Press release, 25 June 2020: Dublin Regulation ambiguity leaves lives in limbo for years

  • Today, 25 June, the Supreme Court will hear a case on Article 17, the ‘discretionary clause’, of the Dublin III regulation.
  • Article 17 of the regulation allows EU member states to consider an application for protection even if it is not its responsibility, for example in compassionate or humanitarian cases.
  • In Ireland, the implementing legislation has been drafted ambiguously resulting in long running litigation about who has the power to use this discretion: the Department of Justice and Equality only or the Department plus its decision making bodies: the International Protection Office and the International Protection Appeals Tribunal.
  • The Court of Appeal found the former in June 2019, but the State appealed the decision.

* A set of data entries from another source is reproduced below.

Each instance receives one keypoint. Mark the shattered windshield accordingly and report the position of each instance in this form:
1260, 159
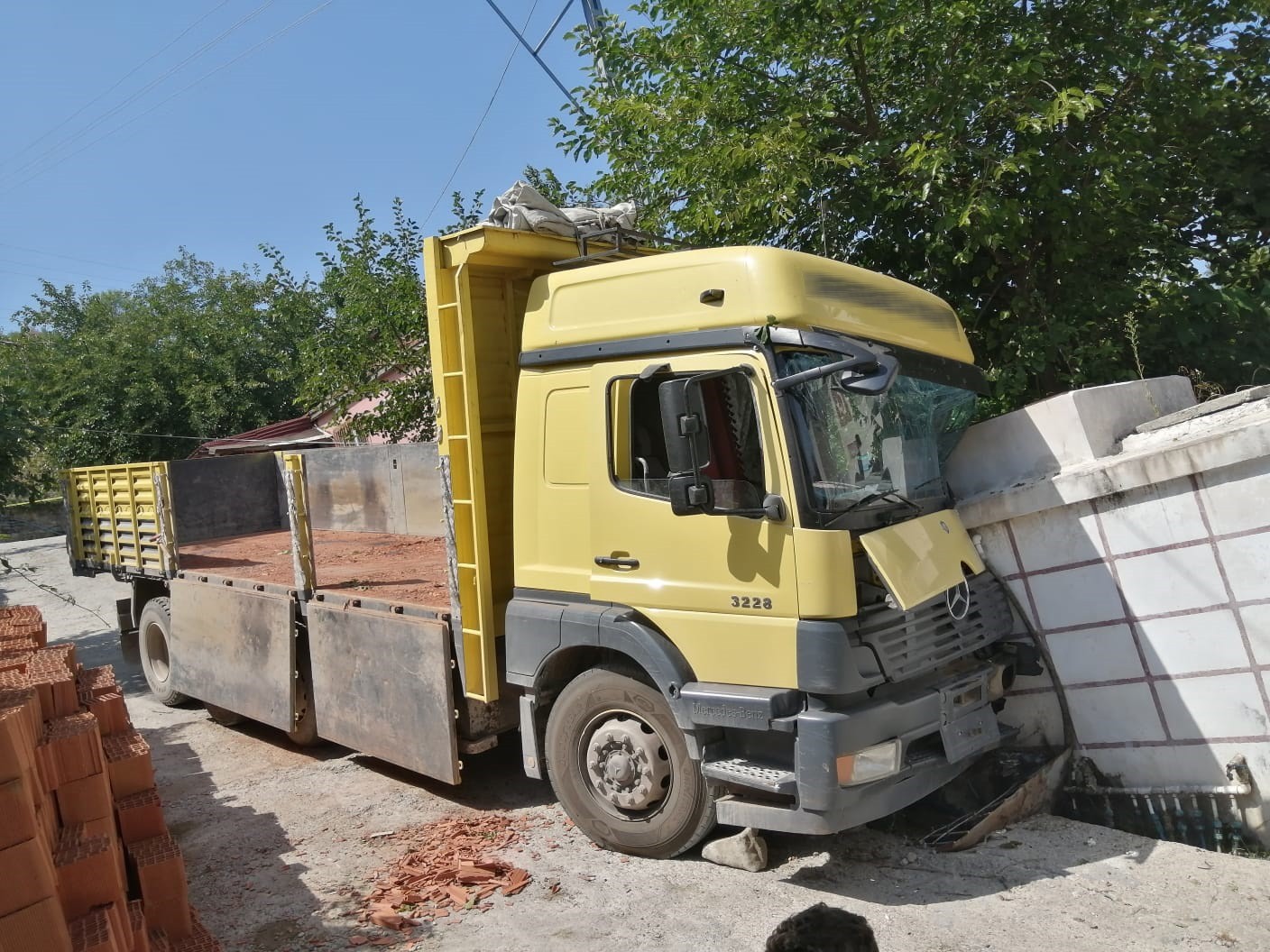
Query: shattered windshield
858, 447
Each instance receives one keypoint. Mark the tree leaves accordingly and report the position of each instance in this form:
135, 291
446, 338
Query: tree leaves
1059, 171
369, 347
149, 372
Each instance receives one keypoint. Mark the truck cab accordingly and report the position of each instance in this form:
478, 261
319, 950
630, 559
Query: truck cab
740, 591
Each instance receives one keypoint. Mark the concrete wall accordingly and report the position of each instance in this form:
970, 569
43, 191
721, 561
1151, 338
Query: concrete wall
1143, 562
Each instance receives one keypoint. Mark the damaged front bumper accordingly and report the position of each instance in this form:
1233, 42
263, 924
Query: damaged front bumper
940, 730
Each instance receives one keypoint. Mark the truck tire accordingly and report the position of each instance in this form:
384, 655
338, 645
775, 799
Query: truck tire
154, 636
620, 767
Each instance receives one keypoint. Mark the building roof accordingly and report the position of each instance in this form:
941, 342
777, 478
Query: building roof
286, 435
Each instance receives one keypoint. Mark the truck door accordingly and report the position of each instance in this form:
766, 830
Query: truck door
722, 587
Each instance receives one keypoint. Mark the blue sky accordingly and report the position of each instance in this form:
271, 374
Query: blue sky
371, 96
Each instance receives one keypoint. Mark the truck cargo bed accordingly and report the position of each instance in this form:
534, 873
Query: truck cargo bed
400, 569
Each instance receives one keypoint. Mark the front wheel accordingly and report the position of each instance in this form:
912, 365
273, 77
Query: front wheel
154, 636
620, 767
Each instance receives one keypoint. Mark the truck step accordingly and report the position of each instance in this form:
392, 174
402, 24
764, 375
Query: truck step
750, 774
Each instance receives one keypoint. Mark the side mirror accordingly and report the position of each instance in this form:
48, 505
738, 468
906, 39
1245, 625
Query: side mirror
690, 494
870, 380
684, 422
687, 445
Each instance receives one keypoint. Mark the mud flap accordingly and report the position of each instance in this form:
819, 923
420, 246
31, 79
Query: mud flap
383, 684
235, 647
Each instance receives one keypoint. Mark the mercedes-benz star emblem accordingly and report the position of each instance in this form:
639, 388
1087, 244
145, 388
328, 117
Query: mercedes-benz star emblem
959, 600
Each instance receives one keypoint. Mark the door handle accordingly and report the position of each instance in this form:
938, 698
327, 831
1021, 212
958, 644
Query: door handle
613, 563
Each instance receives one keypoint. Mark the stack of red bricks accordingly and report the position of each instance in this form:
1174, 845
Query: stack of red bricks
87, 864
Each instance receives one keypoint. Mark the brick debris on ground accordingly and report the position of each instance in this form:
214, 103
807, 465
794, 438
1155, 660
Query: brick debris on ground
86, 859
450, 867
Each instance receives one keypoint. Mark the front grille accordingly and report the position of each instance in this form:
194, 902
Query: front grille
912, 643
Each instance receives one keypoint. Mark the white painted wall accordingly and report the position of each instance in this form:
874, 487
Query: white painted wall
1143, 562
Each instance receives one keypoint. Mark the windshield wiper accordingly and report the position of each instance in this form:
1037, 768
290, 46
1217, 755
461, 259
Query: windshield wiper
898, 499
888, 494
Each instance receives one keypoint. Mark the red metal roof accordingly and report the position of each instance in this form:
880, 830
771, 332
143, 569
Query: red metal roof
274, 435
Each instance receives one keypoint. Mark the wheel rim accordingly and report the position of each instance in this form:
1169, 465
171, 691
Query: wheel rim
626, 764
156, 650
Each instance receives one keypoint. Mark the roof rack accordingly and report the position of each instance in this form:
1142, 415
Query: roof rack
619, 244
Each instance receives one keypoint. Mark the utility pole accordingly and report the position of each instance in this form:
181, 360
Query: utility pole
591, 12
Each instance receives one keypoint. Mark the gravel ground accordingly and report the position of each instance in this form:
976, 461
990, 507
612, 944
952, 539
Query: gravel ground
279, 840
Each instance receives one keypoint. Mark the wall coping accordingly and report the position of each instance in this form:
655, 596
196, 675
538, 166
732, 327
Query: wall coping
1177, 451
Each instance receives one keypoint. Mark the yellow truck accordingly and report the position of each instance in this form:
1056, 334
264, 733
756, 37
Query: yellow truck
685, 528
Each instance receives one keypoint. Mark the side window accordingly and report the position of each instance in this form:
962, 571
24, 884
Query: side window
638, 451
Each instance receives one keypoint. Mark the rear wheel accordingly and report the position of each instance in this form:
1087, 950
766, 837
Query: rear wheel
154, 636
620, 767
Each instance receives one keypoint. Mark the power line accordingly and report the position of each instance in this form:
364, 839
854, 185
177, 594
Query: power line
482, 122
70, 258
61, 270
120, 81
207, 75
133, 98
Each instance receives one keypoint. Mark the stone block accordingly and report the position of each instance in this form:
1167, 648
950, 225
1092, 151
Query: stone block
1192, 643
1107, 653
1115, 714
1176, 581
1222, 706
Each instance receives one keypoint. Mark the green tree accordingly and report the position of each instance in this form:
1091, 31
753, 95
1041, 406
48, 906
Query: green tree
370, 327
149, 372
1082, 179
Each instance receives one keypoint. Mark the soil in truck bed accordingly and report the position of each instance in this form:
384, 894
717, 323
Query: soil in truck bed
404, 569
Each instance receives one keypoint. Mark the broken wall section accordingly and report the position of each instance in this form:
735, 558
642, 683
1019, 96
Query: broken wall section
1135, 529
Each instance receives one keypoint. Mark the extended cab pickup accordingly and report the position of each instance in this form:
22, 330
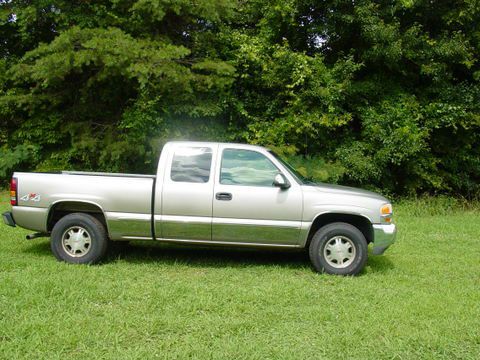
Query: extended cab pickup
204, 194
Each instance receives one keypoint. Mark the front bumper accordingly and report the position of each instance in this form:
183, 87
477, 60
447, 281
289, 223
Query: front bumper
384, 236
8, 219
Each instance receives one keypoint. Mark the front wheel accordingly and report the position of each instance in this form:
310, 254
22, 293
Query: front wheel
79, 239
339, 249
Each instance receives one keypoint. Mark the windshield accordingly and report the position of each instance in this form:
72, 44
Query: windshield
302, 180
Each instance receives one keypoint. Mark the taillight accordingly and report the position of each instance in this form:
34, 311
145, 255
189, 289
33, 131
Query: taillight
13, 191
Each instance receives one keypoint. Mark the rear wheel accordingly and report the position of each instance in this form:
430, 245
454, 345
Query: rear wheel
338, 248
79, 239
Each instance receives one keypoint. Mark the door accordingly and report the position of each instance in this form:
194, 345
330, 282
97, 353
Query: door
247, 207
187, 194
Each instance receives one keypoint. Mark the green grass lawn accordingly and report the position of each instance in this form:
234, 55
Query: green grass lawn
420, 300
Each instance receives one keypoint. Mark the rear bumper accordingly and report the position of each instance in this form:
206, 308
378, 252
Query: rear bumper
8, 219
384, 236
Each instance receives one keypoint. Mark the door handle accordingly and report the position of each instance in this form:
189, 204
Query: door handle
223, 196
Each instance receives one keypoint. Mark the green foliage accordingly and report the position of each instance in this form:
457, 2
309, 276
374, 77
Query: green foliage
383, 95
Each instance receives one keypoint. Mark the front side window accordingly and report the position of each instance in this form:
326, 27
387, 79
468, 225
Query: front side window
191, 164
246, 167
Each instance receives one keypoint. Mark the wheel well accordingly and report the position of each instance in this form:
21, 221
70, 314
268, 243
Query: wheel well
61, 209
360, 222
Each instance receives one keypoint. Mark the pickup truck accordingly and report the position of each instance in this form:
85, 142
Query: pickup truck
204, 193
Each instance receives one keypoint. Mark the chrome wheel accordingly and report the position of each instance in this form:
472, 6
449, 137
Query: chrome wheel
76, 241
339, 252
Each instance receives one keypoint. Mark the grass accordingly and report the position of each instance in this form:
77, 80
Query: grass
420, 300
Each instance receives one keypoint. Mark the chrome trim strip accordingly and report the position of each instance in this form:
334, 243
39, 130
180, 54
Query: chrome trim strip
209, 242
258, 222
184, 219
228, 221
137, 238
113, 215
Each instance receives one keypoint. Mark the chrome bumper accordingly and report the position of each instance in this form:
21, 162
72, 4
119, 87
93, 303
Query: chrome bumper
8, 219
384, 236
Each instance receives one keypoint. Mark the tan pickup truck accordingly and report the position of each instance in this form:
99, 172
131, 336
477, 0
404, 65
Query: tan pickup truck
204, 194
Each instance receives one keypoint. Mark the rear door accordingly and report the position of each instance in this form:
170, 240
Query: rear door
247, 208
187, 193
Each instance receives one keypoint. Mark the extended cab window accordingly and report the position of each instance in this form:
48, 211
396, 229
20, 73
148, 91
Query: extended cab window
246, 167
191, 164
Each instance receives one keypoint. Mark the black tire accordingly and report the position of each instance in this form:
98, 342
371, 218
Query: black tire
82, 231
351, 244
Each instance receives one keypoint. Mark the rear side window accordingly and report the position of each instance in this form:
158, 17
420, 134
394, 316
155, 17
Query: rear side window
246, 167
191, 164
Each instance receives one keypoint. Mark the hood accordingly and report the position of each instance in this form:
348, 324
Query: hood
347, 190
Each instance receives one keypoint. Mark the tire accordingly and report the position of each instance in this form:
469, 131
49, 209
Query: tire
338, 248
79, 239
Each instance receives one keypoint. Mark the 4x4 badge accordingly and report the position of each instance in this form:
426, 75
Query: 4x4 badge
31, 197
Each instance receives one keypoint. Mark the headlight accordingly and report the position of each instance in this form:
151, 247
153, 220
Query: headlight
386, 212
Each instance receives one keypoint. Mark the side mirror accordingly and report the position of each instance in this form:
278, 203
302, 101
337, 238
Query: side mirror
281, 181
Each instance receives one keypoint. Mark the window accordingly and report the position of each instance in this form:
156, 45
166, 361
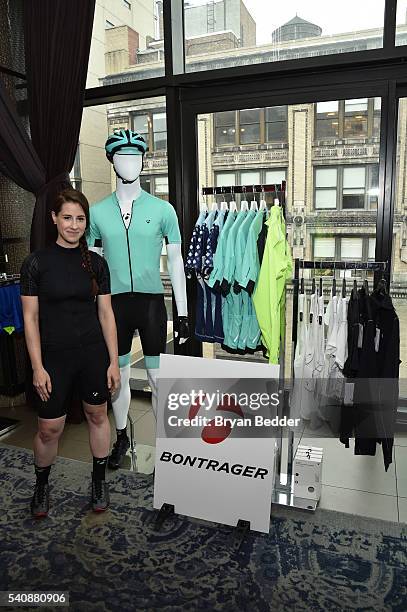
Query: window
225, 128
324, 248
351, 249
160, 131
153, 127
354, 180
249, 128
325, 187
350, 119
355, 118
344, 248
230, 33
276, 124
327, 120
347, 187
141, 124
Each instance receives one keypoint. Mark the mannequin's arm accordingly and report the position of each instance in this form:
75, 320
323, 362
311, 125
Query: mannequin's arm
177, 274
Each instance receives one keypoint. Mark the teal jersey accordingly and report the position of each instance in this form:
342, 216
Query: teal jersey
250, 262
133, 254
219, 257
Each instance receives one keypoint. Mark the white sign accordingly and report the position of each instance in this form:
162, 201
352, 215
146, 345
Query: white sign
222, 478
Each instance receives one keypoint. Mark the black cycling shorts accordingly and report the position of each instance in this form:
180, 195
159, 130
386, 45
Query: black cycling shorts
145, 312
83, 369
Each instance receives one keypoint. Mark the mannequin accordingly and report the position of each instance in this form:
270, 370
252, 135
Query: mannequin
137, 299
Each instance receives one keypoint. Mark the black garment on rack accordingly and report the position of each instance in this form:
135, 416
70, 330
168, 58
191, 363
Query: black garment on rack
372, 417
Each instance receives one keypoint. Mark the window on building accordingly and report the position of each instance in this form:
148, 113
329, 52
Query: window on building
344, 248
157, 185
355, 118
153, 127
141, 124
249, 126
347, 187
327, 120
354, 186
324, 247
225, 128
355, 123
276, 124
351, 249
160, 131
326, 180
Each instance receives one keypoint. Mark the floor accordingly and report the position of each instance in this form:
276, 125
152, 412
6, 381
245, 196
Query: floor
354, 484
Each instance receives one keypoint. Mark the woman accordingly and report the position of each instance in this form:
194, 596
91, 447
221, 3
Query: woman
71, 338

Nick Henderson, CEO of the Irish Refugee Council said:

 “Many people’s lives have been in limbo while they wait for this issue to be decided. At least 281 people have had their case stayed behind litigation. People have been waiting years for this issue to be resolved. They feel lost and isolated and face huge uncertainty over their future. Their protection application frozen and they cannot work.  Not knowing if they will be sent to another a country they probably have the most minor connection to, if any. We have worked with people driven to deepest despair. Despite this they have tried to build their lives here.”

 “Justice Humphreys in the High Court clearly stated the need for the legislation to be clarified in 2017.  We wrote to the Minister in October 2018 raising this issue and suggesting that new regulations are introduced so this issue is clarified. The response we received was that no comment could be made because it was a matter for the courts. The Court of Appeal found in June 2019 that the IPO and IPAT do have the power to exercise the discretion but the State appealed this decision. Today, several years later, the issue now arrives in the Supreme Court.”  




  • The Dublin III regulation states the criteria to be used by EU member states to determine which state is responsible for considering a protection application.
  • The Supreme Court will hear the State’s appeal in the case of 193/2019 V & ors v The Refugee Appeals & ors. The applicant was successful in the Court of Appeal case which found that the International Protection Office and the International Protection Appeals Tribunal did have the authority to exercise discretion. The State appealed the decision to the Supreme Court. The solicitor representing the applicant is Burns, Kelly, Corrgian
  • See parliamentary question of Catherine Connolly TD, on the number of persons whose case is in the High Court concerning Dublin III and discretion.
  • Humphreys J in the case of MA stated: “The drafting of the regulations is unfortunately in my view very unclear and not readily reconcilable with what is now the stated official position, and the situation is crying out for express amendment. There is an urgency to the need for clarification because on an ongoing basis the Dublin system is simply not functioning in the manner envisaged by EU law given the regulations as currently worded. I would suggest that the Minister give serious consideration to making new regulations (or introducing legislation if that is preferred) specifying expressly who exercises the art. 17 discretion for the purpose of future applications, and providing for an appeal therefrom so that an effective remedy is provided; and so that the Dublin system (which has currently, it seems, ground to a halt in Ireland) can potentially function as required by EU law in relation to future cases.”